Now a coalition of prominent technology companies, which also includes Qualcomm, Google and Intel, is planning a counterattack on Nvidia's previous quasi-monopoly. They want to attack the chip giant's secret weapon: the software that binds development teams worldwide to Nvidia chips. Based on the almost twenty-year-old computer code, the CUDA software platform, more than four million developers are constantly programming new AI and other applications. The software is therefore considered to be just as important for Nvidia as the hardware in order to secure its own market position.

However, the group of financiers and companies looking to challenge Nvidia's dominance in artificial intelligence is growing. As the consortium's attack on the software now shows. "We're showing developers how to migrate from an Nvidia platform," said

Vinesh Sukumar

, Qualcomm's head of AI and machine learning, in an interview with Reuters.

Starting with a technology developed by Intel called OneAPI, the consortium, calling itself the UXL Foundation, plans to develop new software and various tools that can power multiple types of AI accelerator chips, group executives told Reuters. The open source project aims to make computer code run on any machine, regardless of what chip and hardware powers it. So in plain language: even without Nvidia.

"It's about how we can create an open ecosystem specifically around machine learning frameworks and drive productivity and hardware choice," said Google's director and chief technologist for high-performance computing, Bill

Hugo

, in an interview with Reuters . Google is one of the founding members of UXL, which was founded last September. The group is helping to define the technical direction of the project, says Hugo.

The UXL Technical Steering Committee is preparing to finalize the technical specifications in the first half of this year. Engineers plan to refine the technical details to a "mature" state by the end of the year, it said. In addition to the companies originally involved, the UXL heads also want to court cloud computing companies such as Amazon and Microsoft as well as other chip manufacturers. So far, however, they are not included.

The UXL plans to focus its resources on the most pressing computing problems dominated by a few chip makers, such as the latest AI applications and high-performance computing applications. These early plans feed into the organization's longer-term goal of attracting a critical mass of developers to its platform. In the long term, the UXL also wants to support hardware and code from Nvidia.

At Nvidia, however, they are calm, as Nvidia manager

Ian Buck

explained in a statement to Reuters: "The world is getting faster and faster.

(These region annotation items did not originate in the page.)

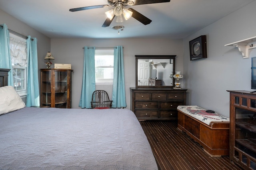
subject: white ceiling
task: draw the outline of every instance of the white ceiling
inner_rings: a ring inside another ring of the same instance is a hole
[[[76,12],[69,9],[107,4],[107,0],[0,0],[0,9],[50,38],[186,37],[255,0],[171,0],[170,2],[128,6],[151,20],[145,25],[131,18],[124,30],[102,27],[110,9]],[[110,7],[108,7],[109,8]]]

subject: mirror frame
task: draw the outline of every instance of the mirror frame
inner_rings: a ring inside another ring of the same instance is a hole
[[[135,55],[135,69],[136,88],[172,88],[174,86],[138,86],[138,61],[140,59],[173,59],[172,72],[175,72],[175,57],[176,55]],[[175,79],[172,79],[172,84],[174,84]]]

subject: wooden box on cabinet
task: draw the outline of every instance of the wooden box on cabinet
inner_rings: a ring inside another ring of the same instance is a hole
[[[256,169],[256,94],[228,90],[230,95],[230,157],[244,169]]]
[[[40,107],[71,108],[73,70],[41,69]]]
[[[177,107],[186,105],[186,89],[130,89],[131,110],[139,120],[176,119]]]

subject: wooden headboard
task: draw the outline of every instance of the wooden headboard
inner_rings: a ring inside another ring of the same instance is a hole
[[[8,72],[10,69],[0,68],[0,87],[8,85]]]

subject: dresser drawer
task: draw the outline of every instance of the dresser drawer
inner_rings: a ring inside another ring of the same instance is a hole
[[[160,102],[160,109],[177,109],[178,106],[182,105],[182,102]]]
[[[168,94],[168,100],[183,100],[183,93],[169,93]]]
[[[157,111],[152,110],[136,110],[135,115],[137,117],[158,117]]]
[[[156,109],[158,107],[157,102],[136,102],[136,109]]]
[[[160,118],[177,118],[177,117],[178,117],[177,115],[177,111],[175,110],[164,110],[160,111]]]
[[[152,100],[166,100],[166,93],[152,93],[151,94]]]
[[[136,100],[149,100],[149,93],[135,93]]]

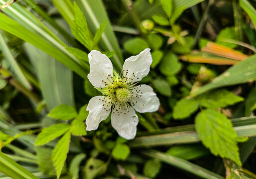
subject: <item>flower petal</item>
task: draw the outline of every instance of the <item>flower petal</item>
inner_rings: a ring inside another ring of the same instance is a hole
[[[90,82],[96,88],[105,87],[105,82],[109,75],[113,74],[113,66],[105,54],[97,50],[92,50],[89,54],[90,71],[87,77]]]
[[[159,109],[160,102],[153,89],[148,85],[141,85],[132,90],[132,106],[141,113],[155,112]],[[136,102],[135,102],[136,101]]]
[[[138,82],[148,74],[152,61],[150,51],[150,49],[146,48],[139,54],[126,60],[123,72],[129,82]]]
[[[104,96],[97,96],[93,97],[89,101],[87,110],[89,115],[86,119],[86,130],[95,130],[99,124],[105,120],[111,111],[111,105],[109,104]]]
[[[127,109],[122,106],[118,112],[117,108],[116,105],[111,114],[112,126],[120,136],[128,140],[133,139],[136,135],[138,123],[138,118],[135,110],[132,107]]]

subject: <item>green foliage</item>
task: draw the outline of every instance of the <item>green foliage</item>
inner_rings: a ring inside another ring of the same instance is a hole
[[[117,160],[125,160],[130,154],[130,149],[127,145],[118,143],[114,147],[112,154]]]
[[[43,145],[65,134],[70,129],[70,125],[66,123],[59,123],[43,128],[36,138],[36,146]]]
[[[100,28],[96,31],[96,33],[95,33],[95,35],[94,36],[94,38],[93,39],[93,49],[95,48],[100,42],[101,36],[105,30],[107,20],[105,20],[104,22],[103,22],[103,23],[100,26]]]
[[[163,56],[163,53],[159,50],[154,51],[151,53],[153,62],[151,64],[151,68],[154,69],[155,67],[160,63]]]
[[[85,154],[79,154],[75,156],[71,161],[69,171],[72,175],[73,179],[78,179],[79,178],[79,166],[86,157],[86,155]]]
[[[143,173],[146,177],[154,178],[159,172],[161,166],[161,163],[158,160],[147,161],[143,169]]]
[[[48,114],[51,117],[61,120],[72,119],[77,115],[76,109],[74,107],[65,104],[57,106]]]
[[[210,91],[198,96],[199,105],[216,108],[225,107],[243,101],[244,98],[225,90]]]
[[[181,67],[181,64],[178,61],[177,56],[173,53],[168,53],[161,62],[159,69],[163,75],[172,76],[177,74]]]
[[[71,134],[67,132],[59,141],[52,153],[52,160],[57,178],[59,178],[64,166],[69,149]]]
[[[85,179],[93,179],[106,172],[107,166],[102,160],[91,158],[87,160],[84,171]]]
[[[152,49],[158,50],[163,45],[163,39],[160,35],[152,34],[147,36],[147,42]]]
[[[148,48],[147,42],[141,38],[131,39],[125,43],[124,47],[132,55],[137,55],[145,48]]]
[[[170,22],[168,19],[164,16],[161,15],[155,15],[152,17],[152,18],[154,21],[161,25],[169,25]]]
[[[172,10],[172,0],[161,0],[161,3],[163,8],[168,17],[170,18]]]
[[[224,115],[213,109],[205,110],[198,113],[195,122],[198,137],[212,154],[242,165],[236,131]]]
[[[189,116],[198,108],[198,102],[196,99],[183,98],[178,101],[173,108],[173,118],[182,119]]]
[[[153,81],[153,87],[161,94],[170,96],[171,90],[167,82],[162,79],[157,78]]]
[[[237,40],[238,37],[235,31],[235,27],[227,27],[222,29],[217,37],[217,43],[231,48],[236,47],[237,45],[234,43],[225,42],[224,41],[229,40]]]
[[[44,174],[56,175],[52,160],[53,150],[46,147],[37,147],[36,150],[40,171]]]

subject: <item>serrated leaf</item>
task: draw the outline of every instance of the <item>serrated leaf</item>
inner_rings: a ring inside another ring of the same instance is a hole
[[[44,174],[56,175],[52,160],[53,150],[46,147],[35,148],[40,171]]]
[[[178,101],[173,108],[173,118],[175,119],[184,119],[189,116],[198,108],[198,102],[196,99],[183,98]]]
[[[75,25],[71,29],[75,37],[90,50],[92,50],[92,34],[87,25],[86,19],[76,3],[74,3]]]
[[[129,154],[129,147],[121,143],[118,143],[112,151],[112,155],[117,160],[125,160]]]
[[[144,40],[136,37],[126,41],[124,45],[124,47],[131,54],[137,55],[145,49],[148,48],[148,45]]]
[[[237,134],[224,114],[213,109],[203,110],[196,117],[195,127],[198,137],[213,154],[231,159],[241,165]]]
[[[151,49],[158,50],[163,45],[163,39],[161,36],[156,34],[152,34],[147,36],[147,42]]]
[[[159,172],[161,166],[161,162],[158,160],[147,161],[143,169],[143,173],[146,177],[153,178]]]
[[[170,18],[172,10],[172,0],[160,0],[161,3],[165,13],[168,17]]]
[[[155,67],[160,63],[163,58],[163,52],[160,50],[153,51],[151,54],[153,61],[151,64],[151,68],[154,69]]]
[[[68,132],[65,134],[57,144],[52,153],[53,165],[57,173],[58,179],[60,177],[67,159],[71,136],[70,132]]]
[[[72,179],[77,179],[79,177],[79,166],[81,162],[85,159],[86,155],[85,154],[79,154],[77,155],[73,159],[69,171],[72,176]]]
[[[66,123],[53,124],[49,127],[45,128],[39,134],[35,145],[44,145],[64,134],[70,129],[70,125]]]
[[[93,179],[98,176],[103,174],[107,170],[107,165],[104,162],[91,158],[87,160],[85,167],[85,175],[86,179]]]
[[[168,83],[164,80],[157,78],[153,81],[153,87],[161,94],[170,96],[171,90]]]
[[[170,22],[165,17],[154,15],[152,17],[152,18],[156,23],[159,25],[164,26],[170,25]]]
[[[52,109],[48,115],[55,119],[70,120],[75,118],[77,114],[74,107],[61,104]]]
[[[96,32],[95,33],[95,36],[93,39],[93,48],[95,48],[98,45],[98,44],[101,40],[101,36],[105,30],[107,20],[105,20],[102,24],[101,25],[100,28],[96,31]]]
[[[201,106],[216,108],[243,101],[244,98],[225,90],[220,90],[200,95],[198,100]]]
[[[70,132],[72,135],[75,136],[83,136],[87,133],[85,126],[85,122],[80,118],[74,119],[71,123]]]
[[[162,60],[159,69],[161,73],[167,76],[173,76],[181,69],[181,64],[177,56],[172,53],[168,53]]]
[[[78,59],[84,60],[85,62],[88,62],[88,54],[86,52],[73,47],[66,47],[66,49]]]

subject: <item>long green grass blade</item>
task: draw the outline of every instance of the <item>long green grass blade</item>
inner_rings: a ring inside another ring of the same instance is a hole
[[[26,43],[26,51],[37,69],[40,86],[49,109],[60,104],[74,105],[73,75],[66,67],[41,50]],[[40,57],[40,58],[37,57]]]
[[[256,80],[256,55],[230,68],[209,84],[191,93],[191,96],[202,94],[218,88],[245,83]]]
[[[117,70],[120,71],[124,62],[123,55],[102,1],[79,0],[76,2],[85,14],[88,26],[94,34],[107,20],[105,30],[102,34],[100,45],[104,51],[116,52],[112,59]]]
[[[0,151],[0,172],[15,179],[38,179]]]
[[[5,15],[0,13],[0,28],[31,43],[75,72],[84,78],[87,73],[78,63],[43,38],[30,31]]]
[[[207,179],[224,179],[224,178],[209,171],[200,166],[194,164],[178,157],[166,154],[160,152],[150,150],[142,152],[146,156],[159,160],[166,164],[189,172],[195,176]]]
[[[17,62],[11,54],[9,47],[4,41],[3,35],[3,33],[1,31],[0,31],[0,47],[1,48],[2,52],[3,53],[5,58],[9,62],[12,71],[17,77],[17,78],[26,88],[28,89],[31,89],[32,87],[25,77]]]

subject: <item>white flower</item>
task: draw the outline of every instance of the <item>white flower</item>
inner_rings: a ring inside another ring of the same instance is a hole
[[[126,60],[121,74],[113,71],[110,60],[105,54],[93,50],[88,55],[91,71],[88,78],[103,93],[90,100],[87,110],[86,130],[98,128],[111,111],[111,124],[119,135],[132,139],[136,135],[138,116],[141,113],[154,112],[160,106],[153,89],[146,85],[136,85],[147,75],[152,63],[150,49]]]

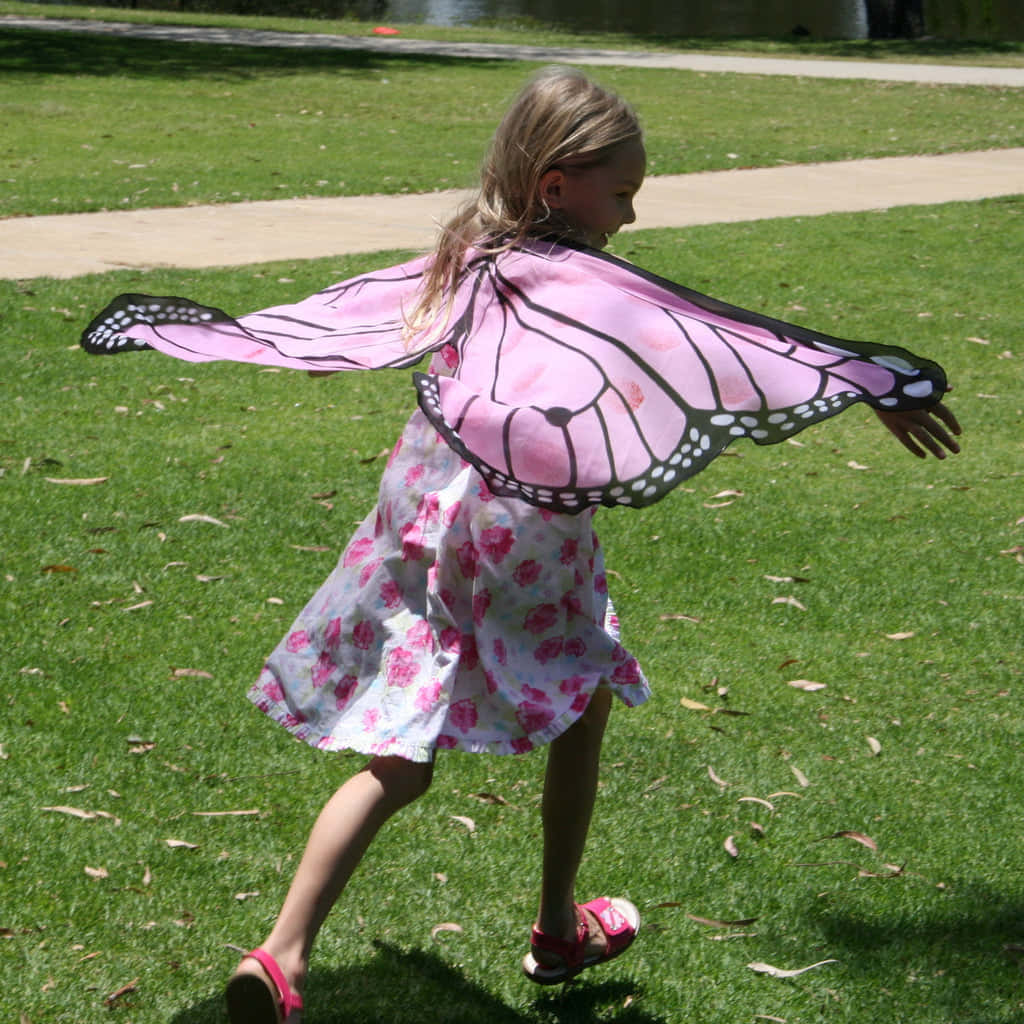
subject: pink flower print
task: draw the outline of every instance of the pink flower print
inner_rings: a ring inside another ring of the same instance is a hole
[[[489,669],[483,670],[483,685],[492,696],[498,692],[498,680]]]
[[[505,641],[501,637],[495,637],[494,644],[495,660],[499,665],[507,665],[509,659],[508,651],[505,649]]]
[[[274,703],[281,703],[285,699],[285,690],[281,683],[276,679],[271,679],[269,682],[263,684],[263,692],[274,701]]]
[[[332,650],[338,646],[341,640],[341,618],[332,618],[324,630],[324,643]]]
[[[401,538],[401,560],[418,562],[423,558],[423,530],[418,523],[407,522],[398,530]]]
[[[561,654],[564,644],[564,637],[549,637],[537,648],[537,650],[534,651],[534,657],[536,657],[541,665],[547,665],[548,662],[553,662]]]
[[[640,665],[635,657],[620,665],[611,674],[611,681],[621,686],[633,686],[640,682]]]
[[[472,672],[480,664],[480,652],[476,649],[476,637],[470,633],[463,634],[459,660],[468,672]]]
[[[352,643],[359,648],[359,650],[370,650],[371,645],[374,642],[374,628],[367,622],[366,618],[360,623],[356,623],[355,629],[352,630]]]
[[[558,688],[565,693],[579,693],[583,689],[583,684],[587,682],[583,676],[569,676],[568,679],[563,679],[559,684]]]
[[[525,561],[520,562],[515,570],[512,572],[512,579],[520,587],[528,587],[530,584],[537,583],[541,579],[542,565],[539,561],[532,558],[527,558]]]
[[[527,633],[547,633],[558,622],[558,609],[553,604],[539,604],[526,612],[523,628]]]
[[[337,668],[338,666],[334,664],[334,658],[332,658],[327,651],[324,651],[324,653],[316,658],[316,664],[313,666],[313,686],[323,686],[331,678],[331,673]]]
[[[541,705],[523,700],[516,708],[515,717],[522,731],[531,733],[540,732],[541,729],[549,726],[551,720],[555,717],[555,713],[550,708],[543,708]]]
[[[441,693],[439,682],[431,683],[429,686],[421,686],[416,692],[416,707],[422,712],[429,712]]]
[[[352,541],[342,556],[341,564],[358,565],[367,555],[374,549],[374,539],[372,537],[360,537],[357,541]]]
[[[501,565],[514,540],[515,535],[508,526],[488,526],[480,534],[480,547],[496,565]]]
[[[416,655],[404,647],[395,647],[387,659],[387,681],[390,686],[404,689],[420,674]]]
[[[475,580],[480,574],[480,553],[472,541],[467,541],[455,553],[459,568],[467,580]]]
[[[483,625],[483,618],[490,607],[490,591],[481,590],[473,595],[473,625],[479,629]]]
[[[539,690],[536,686],[530,686],[529,683],[522,684],[521,692],[527,700],[532,700],[536,703],[551,703],[551,697],[544,690]]]
[[[436,495],[424,495],[420,499],[420,504],[416,509],[416,521],[426,526],[437,522],[440,515],[438,512],[439,507],[440,501]]]
[[[381,584],[381,600],[385,608],[397,608],[401,604],[401,588],[394,580],[385,580]]]
[[[569,657],[583,657],[587,653],[587,645],[580,637],[573,637],[571,640],[566,641],[565,653]]]
[[[459,513],[461,511],[462,511],[462,502],[455,502],[453,505],[451,505],[449,508],[444,510],[444,515],[441,516],[441,520],[449,529],[451,529],[455,525],[456,520],[459,518]]]
[[[338,711],[343,711],[345,705],[352,699],[352,693],[358,680],[353,675],[342,676],[334,688],[334,702]]]
[[[366,587],[368,583],[373,579],[374,573],[381,567],[381,563],[384,561],[383,558],[375,558],[372,562],[367,562],[366,565],[359,569],[359,586]]]
[[[449,721],[464,734],[476,725],[478,718],[476,705],[470,697],[457,700],[449,708]]]
[[[289,634],[288,639],[285,641],[285,649],[292,654],[308,646],[309,634],[305,630],[296,630],[294,633]]]
[[[427,650],[431,647],[430,624],[425,618],[421,618],[418,623],[410,626],[406,633],[406,643],[414,650]]]

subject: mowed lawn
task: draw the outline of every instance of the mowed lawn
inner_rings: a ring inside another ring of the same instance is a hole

New ideas in the area of ​​accelerated computing are coming from the entire ecosystem, and this will help AI and to advance the scope of what accelerated computing can achieve."

The UXL consortium's plans are just one of many attempts to break Nvidia's influence on the software that powers AI. Venture capitalists and companies have collectively poured more than $4 billion into 93 different ventures, PitchBook data shows. Last year the sector experienced a real boom. Startups aiming to weaken Nvidia's leadership position raised just over $2 billion in 2023, compared with $580 million the year before, according to PitchBook data.

However, only a few will probably be successful. Jensen Huang's CUDA software is considered convincing on paper because it has a wide range of functions and is constantly growing thanks to contributions from both Nvidia and the developer community.